Okay but it's not that simple. If it were we'd all be socially determined creatures and Skinner would be correct, which we aren't. So there is a negotiation - a feedback loop if you will. This occurs primarily because we can still rebel - as Camus gloriously says: I rebel therefore I am.

This rebellion, though, is predicated on the possibilities that open up through the environments that exist. I can, for instance, choose not to be a mindless consumer, but I can't choose to be unaffected by consumer culture. I think that's the point the Unabomber basically forget when he attempted to live in the woods, read Strunk and White of all things and write a manifesto. Living in the woods seemed to just piss him off more. He could attempt to avoid the ecology in a literal sense, but not in the larger ontological sense, i.e., all that shit still worked on his Being.

The larger point, I think, is that our existence is shaped by objects, by technologies: we are molded from the outside in, though we think of reality as emerging from our minds. We still think of reality as being a projection from our minds - we are still Romantics.

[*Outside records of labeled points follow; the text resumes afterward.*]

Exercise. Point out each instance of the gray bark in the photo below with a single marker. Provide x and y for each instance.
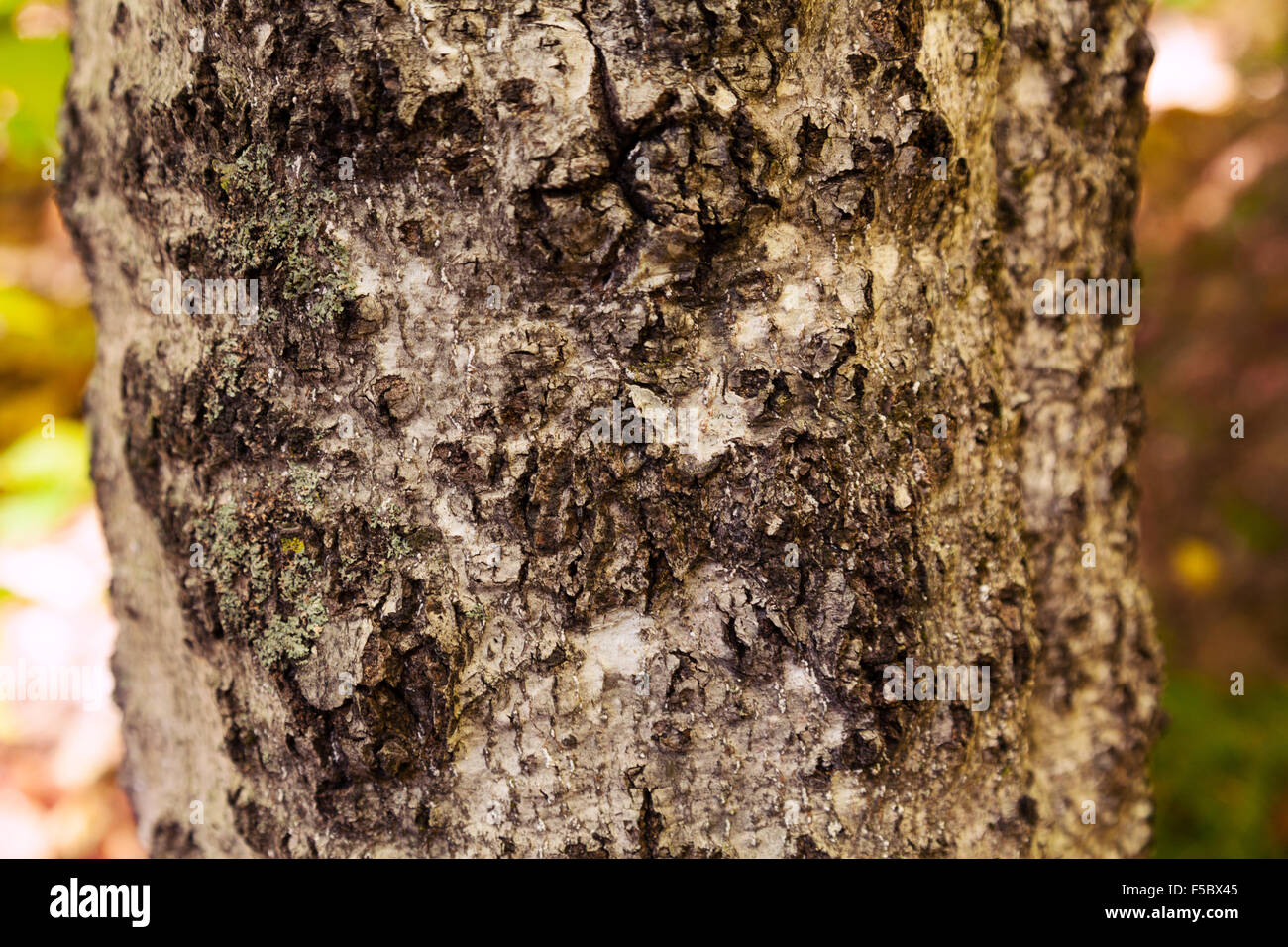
(380, 590)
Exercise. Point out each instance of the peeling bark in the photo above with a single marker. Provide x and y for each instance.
(380, 589)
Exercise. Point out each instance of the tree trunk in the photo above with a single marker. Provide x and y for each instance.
(393, 573)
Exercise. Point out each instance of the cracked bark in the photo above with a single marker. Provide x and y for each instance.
(426, 613)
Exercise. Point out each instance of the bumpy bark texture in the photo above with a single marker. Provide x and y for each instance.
(428, 615)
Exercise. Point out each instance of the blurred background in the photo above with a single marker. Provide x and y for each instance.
(1212, 343)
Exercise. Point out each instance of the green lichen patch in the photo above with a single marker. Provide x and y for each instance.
(278, 230)
(252, 579)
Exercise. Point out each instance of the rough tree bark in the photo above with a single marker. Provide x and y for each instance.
(378, 589)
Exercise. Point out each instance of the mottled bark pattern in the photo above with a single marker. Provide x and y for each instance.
(430, 615)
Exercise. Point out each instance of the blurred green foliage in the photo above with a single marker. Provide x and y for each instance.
(1222, 772)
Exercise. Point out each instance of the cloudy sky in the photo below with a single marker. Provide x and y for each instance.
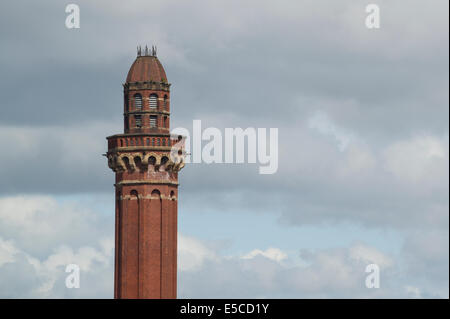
(363, 145)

I saw a wonderful exhibit at MOMA recently that was devoted to this notion that objects communicate with us. (I'd recommend anyone reading this to look it up) The ATM directs me; the hyperlink seduces me. Again, we have agency, and it's probably never been more important to think about the ways we partake in technologies and support institutions. There is no us and them in a classical subject/object dichotomy - there is simply the muck, of which we are all knee-deep in. Sometimes we wallow. Sometimes we wash.